Getting Back to Music After a Scary Diagnosis
- Country star Alan Jackson shared that he is still writing songs and hopes to release new music, more than a year after announcing he had Charcot-Marie-Tooth disease.
- Charcot-Marie-Tooth disease affects the muscles, mostly in the arms and legs, and can lead to loss of sensation and difficultly walking.
- Jackson admitted that after a decade of living with the inherited disease, he was having difficulty with mobility and balance while performing on stage.
- Living with a rare disease often creates a unique set of challenges. If you are struggling to find treatment options, check out SurvivorNet’s clinical trial finder.
Speaking to his daughter on her podcast, “In Joy Life With Mattie Jackson,” the “Chattahoochee” singer said he has continued writing and hopes to release new music in the future.Read More
What Is Charcot-Marie-Tooth Disease?Charcot-Marie-Tooth disease is a group of disorders that cause nerve damage, mostly in the arms and legs, according to the Mayo Clinic. The disease can cause smaller, weaker muscles and may lead to loss of sensation, muscle contractionsm trouble walking. When disclosing his diagnosis in September 2021, Jackson said his ability to walk was affected. The singer told the TODAY show that the disease may have affected how he appeared to fans on stage as well.
“I’ve been reluctant to talk about this publicly and to my fans, but it’s been a while, and it’s starting to affect my performance on stage a little bit where I don’t feel comfortable,” he said. “I just wanted the fans and the public to know if they’ve come to see me in the last few years or if they come to see me in the future if I play anymore, what’s going on. I don’t want them to think I’m drunk on stage because I’m having problems with mobility and balance. I have this neuropathy, neurological disease I inherited from my daddy.”
Living with a rare disease often creates a unique set of challenges. If you are struggling to find treatment options for any sort of illness, check out SurvivorNet’s clinical trial finder.
Living With a Rare Disease
Jackson has been dealing with Charcot-Marie-Tooth for more than a decade, and his dedication to learning to live with the rare disease serves as an incredible inspiration. Living with a rare disease can be particularly challenging because it may be more difficult to find doctors with experience treating the illness. There may be less knowledge about the condition and fewer resources than there are for more common ailments.
In a previous conversation with SurvivorNet, Shennea Dixon, who suffers from a rare illness called Von Hippel-Lindau Disease, said the need to advocate for yourself becomes even more important for patients in these situations.
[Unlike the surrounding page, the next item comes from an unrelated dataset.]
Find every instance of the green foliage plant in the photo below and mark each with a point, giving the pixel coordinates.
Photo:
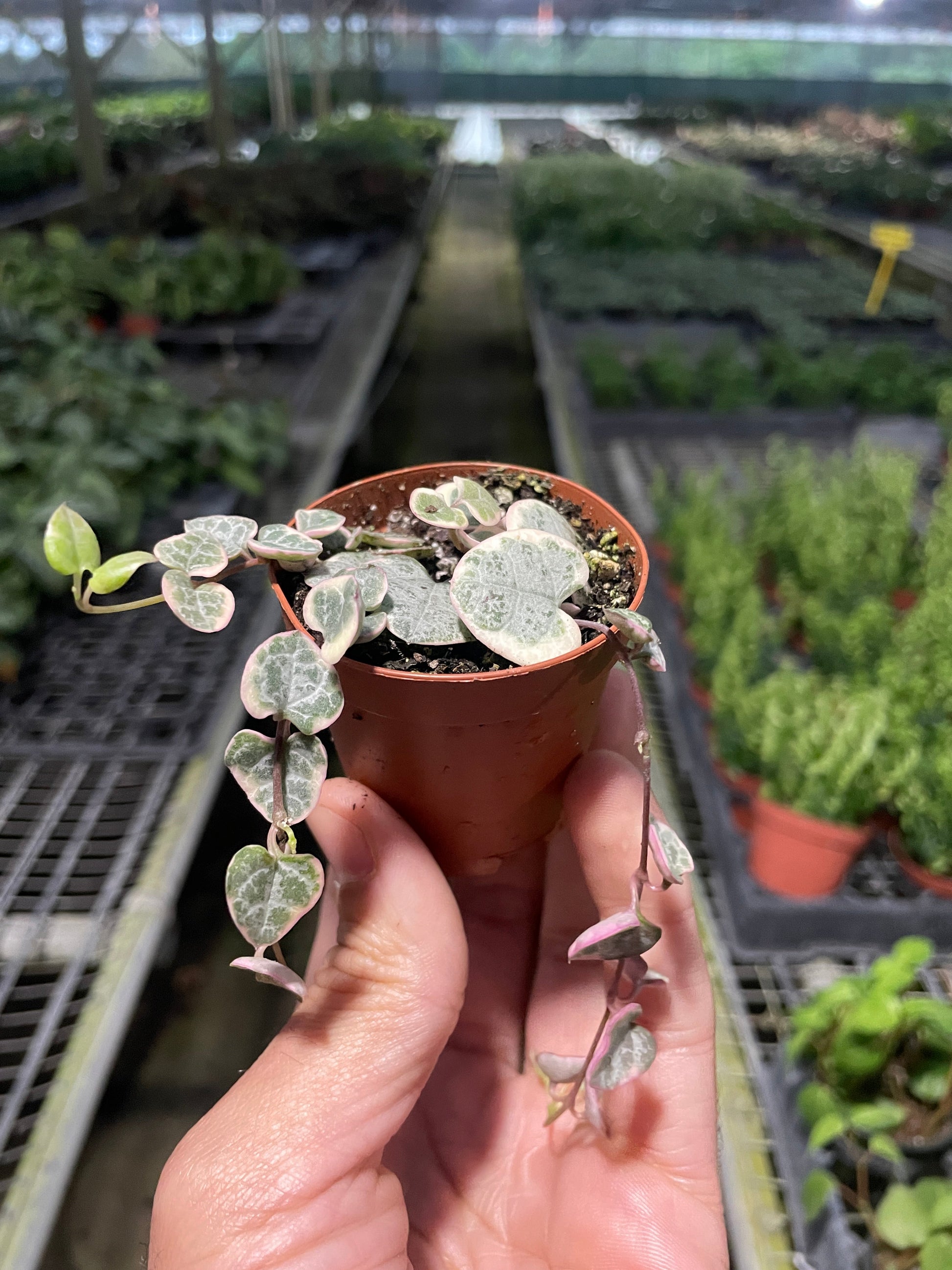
(881, 1057)
(520, 562)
“You have to be an advocate for yourself,” she said. “You have to stand up for yourself and not be afraid to ask questions.”
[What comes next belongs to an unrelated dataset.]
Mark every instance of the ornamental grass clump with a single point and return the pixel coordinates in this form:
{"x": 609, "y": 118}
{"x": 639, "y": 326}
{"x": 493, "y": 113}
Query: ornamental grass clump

Shennea Dixon, who has VHL, shares her advice for others living with rare diseases.
Another piece of advice Dixon had is reaching out to others who have been through similar struggles. There are many online communities available for people living with all sorts of illnesses — even rare ones.
“Just seeing there’s other people going through this as well has helped me just realize that, even though I don’t necessarily know these people personally, there are other people going through what I’m going through,” Dixon said.
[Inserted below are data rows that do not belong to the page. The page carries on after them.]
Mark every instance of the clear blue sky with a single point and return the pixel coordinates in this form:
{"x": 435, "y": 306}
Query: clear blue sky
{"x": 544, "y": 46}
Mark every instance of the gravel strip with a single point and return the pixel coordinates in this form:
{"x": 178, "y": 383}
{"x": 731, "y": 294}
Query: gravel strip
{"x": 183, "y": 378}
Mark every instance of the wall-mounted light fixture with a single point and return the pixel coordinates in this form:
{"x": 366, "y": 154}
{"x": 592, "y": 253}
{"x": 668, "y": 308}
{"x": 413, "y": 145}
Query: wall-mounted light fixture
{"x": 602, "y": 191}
Coping With Mental Health Struggles
Many people presented with new and difficult challenges to their health may find themselves struggling mentally as well. Problems with mood and overall mental well-being can be attributed to several factors. For some people it’s genetic, while others may be experiencing a response to some sort of stressor or past trauma. When it comes to living with a health issue, mental health struggles may be the result of feelings of anger or resentment about the diagnosis.
Dr. William Breitbart, chair of the Department of Psychiatry and Behavioral Sciences at Memorial Sloan Kettering Cancer Center, told SurvivorNet that anger is the go-to response for some when they feel they have fallen short, or will fall short, of some life goal.
Psychiatrist Dr. William Brietbart explains how he helps patients dealing with grief and frustration.
Dr. Breitbart explained that one way professionals can help those dealing with these feelings is to encourage them to accept themselves the way they are — only human.
“The last resort of relieving existential guilt is this act of being able to forgive yourself for being a human being that is vulnerable and susceptible to not being able to fulfill their full potential. So, it’s forgiveness ultimately,” he said.